Hotel by the River 강변 호텔 (Gangbyeon hotel) (2018) - South Korea
Reviewed by Andrew Chan (Film Critics Circle of Australia)
Chances are that director Hong Sang-soo, continues his auteur journey in “Hotel by the River”. Shot in black and white once again, Hong manages to eludes the norms of Korean society and provide a soul barring look at the core of humanity and the ultimate feeling of melancholy and moodiness that is often overshadowed by interactive character dialogues. By all means this is a sad film rather than uplifting as the main character of the story is obviously suffering internally and his will to live is often departed.

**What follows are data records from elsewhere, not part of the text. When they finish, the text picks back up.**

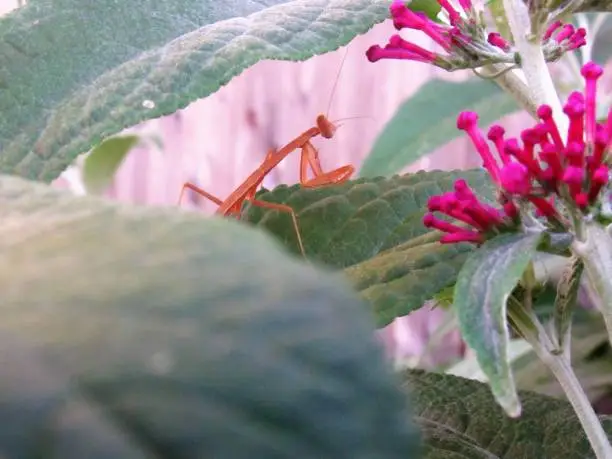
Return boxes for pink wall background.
[6,0,589,368]
[91,22,539,368]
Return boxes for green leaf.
[359,78,520,177]
[487,0,511,41]
[345,238,475,328]
[454,232,545,418]
[408,0,442,20]
[241,169,495,327]
[1,0,390,182]
[0,174,421,458]
[243,169,494,268]
[82,135,140,195]
[403,369,612,458]
[432,284,455,308]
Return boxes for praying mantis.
[178,50,361,257]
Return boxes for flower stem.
[539,352,612,459]
[509,301,612,459]
[483,64,539,118]
[502,0,568,134]
[572,222,612,343]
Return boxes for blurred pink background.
[6,0,603,369]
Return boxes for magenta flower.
[423,180,518,244]
[543,21,587,56]
[424,61,611,244]
[366,0,586,71]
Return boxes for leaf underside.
[454,232,545,417]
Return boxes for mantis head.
[316,114,337,139]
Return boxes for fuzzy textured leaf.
[242,169,495,327]
[346,238,475,327]
[243,169,494,267]
[1,0,389,182]
[0,175,420,458]
[454,232,545,418]
[404,369,612,458]
[359,78,519,177]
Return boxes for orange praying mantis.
[177,50,363,257]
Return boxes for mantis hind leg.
[178,182,224,207]
[246,199,306,258]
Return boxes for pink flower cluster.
[366,0,475,70]
[424,179,518,244]
[366,0,585,70]
[425,62,612,244]
[542,20,587,55]
[488,21,585,56]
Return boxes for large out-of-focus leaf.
[404,369,612,458]
[359,79,519,178]
[0,0,389,182]
[454,232,545,417]
[0,174,421,458]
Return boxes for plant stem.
[484,64,539,119]
[510,303,612,459]
[540,353,612,459]
[572,222,612,342]
[503,0,568,134]
[499,3,611,455]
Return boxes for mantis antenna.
[325,46,350,120]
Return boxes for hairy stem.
[540,353,612,459]
[510,301,612,459]
[483,64,539,119]
[503,0,568,133]
[572,222,612,343]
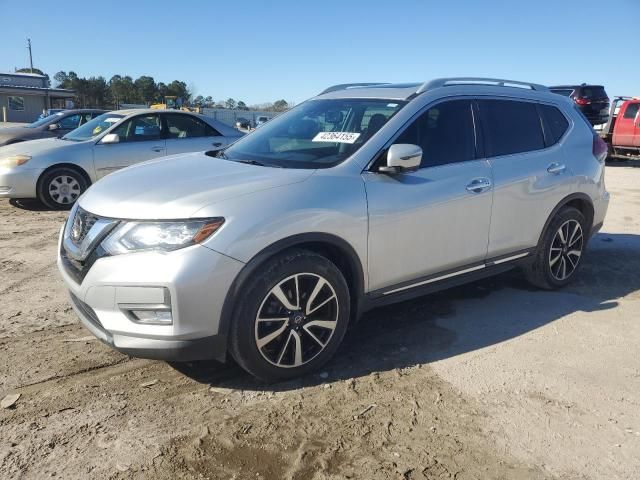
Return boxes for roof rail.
[319,83,391,95]
[416,77,549,94]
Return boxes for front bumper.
[0,167,44,198]
[57,229,245,362]
[68,292,228,361]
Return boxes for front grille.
[69,292,103,330]
[60,241,107,284]
[70,207,100,246]
[62,207,114,284]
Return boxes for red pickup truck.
[599,97,640,160]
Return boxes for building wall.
[0,93,46,122]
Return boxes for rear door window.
[478,100,545,157]
[164,113,220,138]
[394,100,476,168]
[539,105,570,145]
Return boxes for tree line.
[17,68,290,112]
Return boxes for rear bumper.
[0,167,43,198]
[591,190,610,237]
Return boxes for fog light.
[119,288,173,325]
[129,309,173,325]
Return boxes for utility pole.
[27,38,33,73]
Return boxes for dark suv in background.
[550,84,610,125]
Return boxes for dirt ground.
[1,163,639,479]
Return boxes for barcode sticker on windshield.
[312,132,361,144]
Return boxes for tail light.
[592,133,608,162]
[575,97,591,106]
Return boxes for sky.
[1,0,638,105]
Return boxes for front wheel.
[228,249,350,382]
[37,167,88,210]
[524,207,587,289]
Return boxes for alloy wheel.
[49,175,81,205]
[254,273,339,368]
[549,219,583,281]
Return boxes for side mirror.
[48,123,60,131]
[379,144,422,174]
[100,133,120,144]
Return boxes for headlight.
[0,155,31,168]
[101,218,224,255]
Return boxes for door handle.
[151,146,165,152]
[466,178,492,193]
[547,163,566,175]
[212,142,223,147]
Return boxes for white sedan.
[0,109,243,209]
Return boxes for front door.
[93,113,166,178]
[163,113,230,155]
[613,102,640,147]
[631,103,640,148]
[364,99,493,292]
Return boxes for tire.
[228,249,350,382]
[524,207,587,290]
[37,167,88,210]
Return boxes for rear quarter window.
[539,105,570,145]
[478,100,545,157]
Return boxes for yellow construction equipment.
[149,96,201,113]
[150,96,178,110]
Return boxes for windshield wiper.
[236,159,265,166]
[237,159,283,168]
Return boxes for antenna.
[27,38,33,73]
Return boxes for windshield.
[27,112,65,128]
[62,113,124,142]
[221,99,405,168]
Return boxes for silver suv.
[57,78,609,381]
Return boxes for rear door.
[479,99,574,258]
[163,113,229,155]
[613,101,640,147]
[93,113,166,178]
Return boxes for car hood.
[0,126,35,144]
[0,137,76,156]
[79,152,315,219]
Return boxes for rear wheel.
[228,249,350,382]
[524,207,587,289]
[37,167,88,210]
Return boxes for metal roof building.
[0,72,75,123]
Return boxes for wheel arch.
[36,163,93,192]
[218,233,366,339]
[537,193,595,247]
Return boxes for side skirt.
[361,249,533,312]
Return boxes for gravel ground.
[0,163,639,479]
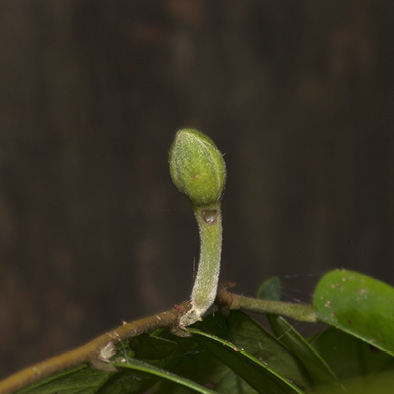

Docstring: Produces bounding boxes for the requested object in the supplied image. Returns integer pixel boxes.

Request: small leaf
[14,365,112,394]
[112,358,216,394]
[188,327,304,393]
[257,276,282,301]
[128,332,177,360]
[152,336,256,394]
[314,370,394,394]
[313,270,394,355]
[193,311,311,392]
[257,277,342,389]
[310,327,394,381]
[267,315,343,389]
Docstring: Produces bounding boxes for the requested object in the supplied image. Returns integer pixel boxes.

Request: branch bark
[0,302,190,394]
[0,287,317,394]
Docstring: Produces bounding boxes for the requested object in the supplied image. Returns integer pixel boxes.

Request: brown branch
[0,302,190,394]
[0,285,317,394]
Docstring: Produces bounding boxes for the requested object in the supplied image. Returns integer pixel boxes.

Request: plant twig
[0,302,190,394]
[169,129,226,327]
[0,286,319,394]
[216,283,317,323]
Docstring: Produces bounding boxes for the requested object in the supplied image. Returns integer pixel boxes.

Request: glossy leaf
[188,327,304,393]
[257,276,282,301]
[14,365,112,394]
[194,311,311,392]
[267,315,343,389]
[152,334,257,394]
[112,358,216,394]
[14,336,215,394]
[257,276,342,388]
[128,332,178,360]
[314,370,394,394]
[310,327,394,381]
[313,269,394,355]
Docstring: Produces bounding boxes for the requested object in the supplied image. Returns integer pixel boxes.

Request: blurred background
[0,0,393,378]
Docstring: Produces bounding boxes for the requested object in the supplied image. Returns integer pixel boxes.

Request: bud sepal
[169,128,226,207]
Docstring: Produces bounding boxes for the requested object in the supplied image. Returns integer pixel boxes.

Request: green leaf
[310,327,394,381]
[313,269,394,355]
[153,315,264,393]
[314,370,394,394]
[128,332,178,360]
[95,338,172,394]
[257,276,341,387]
[257,276,282,301]
[14,365,112,394]
[14,335,215,394]
[193,311,311,392]
[267,315,343,389]
[188,328,304,393]
[151,335,257,394]
[112,358,216,394]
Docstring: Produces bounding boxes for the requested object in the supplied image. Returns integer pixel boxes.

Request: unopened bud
[169,129,226,207]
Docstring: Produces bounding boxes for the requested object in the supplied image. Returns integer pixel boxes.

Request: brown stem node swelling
[215,282,237,315]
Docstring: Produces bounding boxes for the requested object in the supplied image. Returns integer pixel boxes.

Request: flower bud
[169,129,226,207]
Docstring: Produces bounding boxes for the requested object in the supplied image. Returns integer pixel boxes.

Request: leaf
[14,365,112,394]
[128,332,178,360]
[14,336,215,394]
[313,342,394,394]
[188,327,304,393]
[313,269,394,355]
[13,311,308,394]
[112,358,216,394]
[105,332,218,394]
[267,315,343,389]
[151,336,257,394]
[257,276,282,301]
[314,370,394,394]
[309,327,394,381]
[152,314,264,393]
[257,276,342,388]
[193,311,312,392]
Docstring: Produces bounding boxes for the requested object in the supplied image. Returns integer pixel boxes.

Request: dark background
[1,0,393,378]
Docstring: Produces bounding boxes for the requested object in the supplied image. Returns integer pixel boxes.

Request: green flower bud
[169,129,226,207]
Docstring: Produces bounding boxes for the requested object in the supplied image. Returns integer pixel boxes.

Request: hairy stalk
[169,129,226,327]
[180,203,222,327]
[233,295,317,322]
[216,285,317,323]
[0,127,325,394]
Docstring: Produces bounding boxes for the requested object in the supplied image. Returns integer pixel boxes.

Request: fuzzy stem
[180,202,222,327]
[224,292,317,322]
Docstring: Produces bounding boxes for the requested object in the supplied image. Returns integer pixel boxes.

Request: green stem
[228,293,317,323]
[180,202,222,327]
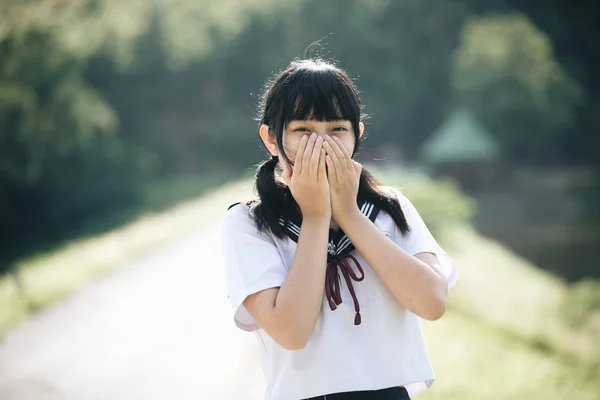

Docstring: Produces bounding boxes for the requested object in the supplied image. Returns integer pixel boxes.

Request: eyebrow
[289,120,350,124]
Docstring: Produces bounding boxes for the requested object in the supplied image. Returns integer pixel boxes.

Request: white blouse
[221,188,458,400]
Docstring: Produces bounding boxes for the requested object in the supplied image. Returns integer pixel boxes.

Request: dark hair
[247,59,409,238]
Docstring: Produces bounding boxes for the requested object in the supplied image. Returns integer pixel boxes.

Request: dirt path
[0,219,265,399]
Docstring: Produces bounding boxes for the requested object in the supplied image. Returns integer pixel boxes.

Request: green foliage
[0,14,135,273]
[561,279,600,329]
[451,13,583,163]
[400,178,476,240]
[0,0,599,276]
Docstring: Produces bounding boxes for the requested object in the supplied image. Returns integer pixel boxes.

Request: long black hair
[246,59,409,239]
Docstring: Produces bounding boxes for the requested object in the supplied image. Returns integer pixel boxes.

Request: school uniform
[221,187,458,400]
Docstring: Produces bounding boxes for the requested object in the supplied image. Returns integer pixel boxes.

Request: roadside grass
[418,226,599,400]
[0,176,254,336]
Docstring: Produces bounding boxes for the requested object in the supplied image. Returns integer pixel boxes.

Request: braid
[256,156,281,204]
[358,167,410,236]
[247,156,289,239]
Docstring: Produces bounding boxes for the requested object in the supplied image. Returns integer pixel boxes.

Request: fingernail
[310,132,317,139]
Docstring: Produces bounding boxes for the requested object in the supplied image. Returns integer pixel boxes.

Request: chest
[273,229,400,324]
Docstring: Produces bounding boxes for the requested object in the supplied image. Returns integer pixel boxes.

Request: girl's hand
[323,135,362,222]
[281,133,331,219]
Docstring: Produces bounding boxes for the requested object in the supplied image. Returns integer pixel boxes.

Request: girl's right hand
[282,133,331,219]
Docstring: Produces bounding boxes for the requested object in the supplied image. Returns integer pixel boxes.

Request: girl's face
[260,120,364,169]
[283,120,362,163]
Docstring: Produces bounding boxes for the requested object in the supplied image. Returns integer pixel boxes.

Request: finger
[326,154,343,184]
[318,148,327,182]
[324,136,344,182]
[309,137,323,176]
[323,148,338,184]
[303,133,318,174]
[326,136,347,170]
[294,134,309,174]
[325,154,336,184]
[333,136,354,171]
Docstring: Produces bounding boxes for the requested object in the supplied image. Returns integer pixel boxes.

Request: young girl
[221,59,458,400]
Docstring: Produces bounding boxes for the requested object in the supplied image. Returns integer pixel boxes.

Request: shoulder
[380,185,411,207]
[370,186,412,234]
[224,201,253,225]
[225,201,248,215]
[223,201,276,243]
[227,201,242,211]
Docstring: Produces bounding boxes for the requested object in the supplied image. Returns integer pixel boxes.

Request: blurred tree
[505,0,600,167]
[1,0,599,274]
[0,0,286,267]
[0,3,128,270]
[250,0,471,159]
[460,0,600,166]
[451,13,582,164]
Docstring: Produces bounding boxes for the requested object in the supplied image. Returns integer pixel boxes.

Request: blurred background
[0,0,599,399]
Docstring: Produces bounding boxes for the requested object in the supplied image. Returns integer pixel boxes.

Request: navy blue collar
[278,199,379,261]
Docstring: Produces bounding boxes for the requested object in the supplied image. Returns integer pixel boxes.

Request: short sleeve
[221,204,288,332]
[391,191,459,289]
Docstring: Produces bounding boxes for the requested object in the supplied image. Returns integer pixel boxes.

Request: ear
[358,122,365,139]
[259,124,278,156]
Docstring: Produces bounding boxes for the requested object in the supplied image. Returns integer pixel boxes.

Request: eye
[332,127,348,132]
[293,127,310,133]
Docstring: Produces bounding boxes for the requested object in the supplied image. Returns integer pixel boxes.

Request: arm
[243,216,329,350]
[337,211,449,320]
[322,134,448,320]
[244,132,331,350]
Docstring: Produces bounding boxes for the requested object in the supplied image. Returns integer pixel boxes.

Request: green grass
[421,312,599,400]
[418,227,600,399]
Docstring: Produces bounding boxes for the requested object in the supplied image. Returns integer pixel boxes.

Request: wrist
[335,204,362,226]
[302,214,332,227]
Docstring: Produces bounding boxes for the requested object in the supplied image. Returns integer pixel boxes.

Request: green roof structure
[421,108,500,163]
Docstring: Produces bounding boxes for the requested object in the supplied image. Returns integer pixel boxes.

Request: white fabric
[221,189,458,400]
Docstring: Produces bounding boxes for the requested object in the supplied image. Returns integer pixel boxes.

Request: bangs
[283,67,361,125]
[258,59,365,164]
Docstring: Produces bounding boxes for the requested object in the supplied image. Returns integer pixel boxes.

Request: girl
[221,59,458,400]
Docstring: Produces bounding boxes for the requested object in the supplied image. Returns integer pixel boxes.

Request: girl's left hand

Veteran Ki Joo-bong plays the aging poet whose stay at the hotel is often combined with a moody look out the window and winter snow. It’s often unfortunate as Ki’s eyes are rather telling and the sparks are gone. His conversations with his two sons are emotional and the underlying distance between the relationship is most definitely seen and heart felt. What is most surprising is his outpouring of emotions and praise to two lovely strangers women struggling with their own problems. The two women are played by Hong’s long time muse Kim Min-hee and her best friend played by Song Seon-mi. Kim is outstanding once again as the observer, only this time she is still recovering from a recent break up.
All in all, “Hotel by the River” continues Hong’s life journey of films that depict the ups and downs with realistic effect. Meanwhile, we witness the usual interactions between characters at a cafe, hotel room and restaurant setting. If Hong is trying to go for a soul barring exercise, then by the end of the film, Hong makes sure we feel the pain, the daft of life itself.